Use case

AI Copilot for Case Interviews

Consulting candidates (McKinsey, Bain, BCG, Tier-2 firms), MBA students preparing for case rounds, and PMs whose loops include consulting-style case questions.

Cases reward structure under time pressure

Case interviews are graded on the structure of your thinking, not the answer. Consultants want to see a clean issue tree, MECE branches, and a clear recommendation backed by numbers. Live, that's hard — you have 60 seconds to pick the right framework, three minutes to build the structure, and you can't go back and reorganize. Interview Cheat scaffolds the issue tree and runs the math out loud while you focus on judgment and communication.

How Interview Cheat helps in a live case

When the interviewer presents the case prompt, the overlay drafts a clean issue tree in the right framework — profitability (Revenue / Cost), market sizing (top-down or bottom-up), M&A (synergies / risks / valuation), growth strategy (Ansoff, BCG matrix, market entry).

Each branch of the tree has 2-4 MECE sub-branches with concrete questions to ask the interviewer next.

For market sizing, it lays out the assumption stack — population, penetration, frequency, average price — and tracks the running multiplication so you don't lose track.

For numerical questions, it shows the structure of the calculation step by step. You still do the arithmetic out loud (the interviewer wants to see it), but you never lose the place.

Recommendation lines at the end include the so-what, the risks, and the next step — exactly what case grading rubrics expect.

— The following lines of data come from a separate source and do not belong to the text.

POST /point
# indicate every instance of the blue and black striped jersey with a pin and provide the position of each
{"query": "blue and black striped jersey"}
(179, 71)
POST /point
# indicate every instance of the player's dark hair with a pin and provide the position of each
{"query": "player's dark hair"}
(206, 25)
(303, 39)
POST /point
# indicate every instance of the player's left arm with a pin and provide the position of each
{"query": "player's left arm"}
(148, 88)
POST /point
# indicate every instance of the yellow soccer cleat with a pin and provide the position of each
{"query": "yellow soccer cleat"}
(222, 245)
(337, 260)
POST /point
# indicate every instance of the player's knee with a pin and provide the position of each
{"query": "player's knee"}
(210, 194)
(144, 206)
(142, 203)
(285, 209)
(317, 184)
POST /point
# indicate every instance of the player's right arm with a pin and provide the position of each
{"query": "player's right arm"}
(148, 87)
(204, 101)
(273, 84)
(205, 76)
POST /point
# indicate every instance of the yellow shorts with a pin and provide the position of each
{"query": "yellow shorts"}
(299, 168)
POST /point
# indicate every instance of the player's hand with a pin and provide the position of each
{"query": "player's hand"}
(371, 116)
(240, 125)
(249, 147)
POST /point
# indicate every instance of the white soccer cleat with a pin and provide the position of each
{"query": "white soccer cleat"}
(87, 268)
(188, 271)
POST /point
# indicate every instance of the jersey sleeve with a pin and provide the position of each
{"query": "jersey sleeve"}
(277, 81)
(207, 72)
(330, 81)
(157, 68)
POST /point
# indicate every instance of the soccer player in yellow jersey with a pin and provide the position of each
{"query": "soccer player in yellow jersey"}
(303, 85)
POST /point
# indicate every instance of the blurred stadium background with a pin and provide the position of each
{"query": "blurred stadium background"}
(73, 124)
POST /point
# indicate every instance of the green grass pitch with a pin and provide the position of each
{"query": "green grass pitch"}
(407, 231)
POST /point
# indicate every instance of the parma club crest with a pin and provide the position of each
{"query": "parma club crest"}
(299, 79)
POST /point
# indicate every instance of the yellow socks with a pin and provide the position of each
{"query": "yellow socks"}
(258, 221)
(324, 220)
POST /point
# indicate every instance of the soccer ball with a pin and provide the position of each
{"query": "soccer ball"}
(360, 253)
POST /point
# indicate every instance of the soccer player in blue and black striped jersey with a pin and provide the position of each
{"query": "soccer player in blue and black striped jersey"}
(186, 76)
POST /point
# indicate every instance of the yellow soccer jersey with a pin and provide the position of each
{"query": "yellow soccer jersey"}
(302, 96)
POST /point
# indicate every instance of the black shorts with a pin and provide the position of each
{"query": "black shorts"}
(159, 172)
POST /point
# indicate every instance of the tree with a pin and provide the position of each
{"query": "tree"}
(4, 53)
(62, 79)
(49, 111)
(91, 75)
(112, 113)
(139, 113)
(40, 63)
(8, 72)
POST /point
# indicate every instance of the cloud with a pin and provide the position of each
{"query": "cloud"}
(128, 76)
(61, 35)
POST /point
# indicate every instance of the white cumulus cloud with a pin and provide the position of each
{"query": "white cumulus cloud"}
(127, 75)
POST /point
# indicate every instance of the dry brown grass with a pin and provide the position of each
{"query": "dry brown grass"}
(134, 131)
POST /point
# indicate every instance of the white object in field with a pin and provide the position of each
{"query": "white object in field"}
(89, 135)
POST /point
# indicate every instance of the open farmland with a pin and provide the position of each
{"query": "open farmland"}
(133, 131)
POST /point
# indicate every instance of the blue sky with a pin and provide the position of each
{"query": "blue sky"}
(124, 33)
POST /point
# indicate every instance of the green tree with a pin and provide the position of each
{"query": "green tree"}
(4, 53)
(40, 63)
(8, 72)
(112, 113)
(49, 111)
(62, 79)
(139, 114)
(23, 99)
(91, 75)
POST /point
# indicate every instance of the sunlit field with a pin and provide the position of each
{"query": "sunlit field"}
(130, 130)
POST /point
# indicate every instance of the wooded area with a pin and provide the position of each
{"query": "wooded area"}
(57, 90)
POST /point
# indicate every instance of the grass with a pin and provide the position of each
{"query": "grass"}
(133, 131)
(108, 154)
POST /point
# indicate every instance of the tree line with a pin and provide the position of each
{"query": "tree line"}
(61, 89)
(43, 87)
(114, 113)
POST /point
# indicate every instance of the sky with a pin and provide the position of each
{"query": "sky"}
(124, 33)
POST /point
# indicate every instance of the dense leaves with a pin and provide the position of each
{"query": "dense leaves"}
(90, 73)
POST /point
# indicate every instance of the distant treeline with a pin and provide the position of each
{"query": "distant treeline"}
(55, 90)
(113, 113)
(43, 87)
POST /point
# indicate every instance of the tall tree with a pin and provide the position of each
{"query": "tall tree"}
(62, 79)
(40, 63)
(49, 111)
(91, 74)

Features that matter for this

Right framework, picked fast

The drafted issue tree starts from the prompt and uses the canonical framework for that case type. You can rebrand it as your own — interviewers care about MECE coverage, not whose framework you cite.

Assumption-stack tracker for sizing

Population → penetration → frequency → conversion. The overlay holds each layer with a working number; you say it out loud and multiply on the whiteboard.

Numeric guardrail

If your running number is two orders of magnitude off the realistic range, you can see it on the panel before you say it out loud. Interviewers grade hard on order-of-magnitude sanity.

Recommendation closing line

Every case answer needs a so-what at the end: 'I would recommend X because Y, with the main risk being Z, and the immediate next step is W.' The overlay drafts that line for you.

Sample questions and how to answer them

A regional grocery chain has seen profits drop 15% over the last two years. What do you do?

Profitability framework: Profit = Revenue − Costs. Revenue = volume × price; segment by store, by category. Costs = COGS, labor, real estate, marketing. Identify the 1-2 biggest drivers, ask for data, recommend.

How many golf balls are sold in the United States each year?

Bottom-up market sizing. Population → percent who golf → games per year → balls per game (avg ~1.5 with loss factor) → replacement purchases. Sanity check against a top-down: golf is a $X billion industry, balls are Y%.

Our client makes premium kitchen knives and wants to enter India. Should they?

Market entry framework: market attractiveness (size, growth, competitive intensity), client capability (product fit, channel access, brand), entry mode (export, distributor, JV, own ops). Pick a recommendation with explicit risks.

A pharma client is considering acquiring a generic-drug manufacturer. Walk me through how you would think about it.

M&A framework: strategic fit, financial valuation (synergies + risks), execution risk (integration, regulatory). Lay out the structure first, then ask for the data you would need to drill into each branch.

Frequently asked questions

Does Interview Cheat work for MBB (McKinsey, Bain, BCG) case interviews?

Yes — the issue trees use the frameworks MBB interviewers calibrate to (profit decomposition, market sizing top-down/bottom-up, M&A synergies/risks). You deliver the structure in your own words; the overlay handles framework recall.

Will it do the math for me?

It tracks the assumption stack and shows running products, but you do the arithmetic out loud — the interviewer is grading your ability to sanity-check magnitudes in real time. The overlay catches order-of-magnitude errors before you say them.

Can I use it for digital / written cases?

For verbally-conducted live cases over Zoom or Google Meet, yes. For purely written case assessments with a typed-answer interface, the overlay is less useful — those are typically time-pressured but not real-time conversational.

Is using an AI overlay in a consulting case ethical?

Same question every interview tool faces. You still have to deliver the answer cleanly, hold the structure under interviewer pushback, and defend your numbers when challenged. The overlay helps with framework recall, not with the judgment the interviewer is actually grading.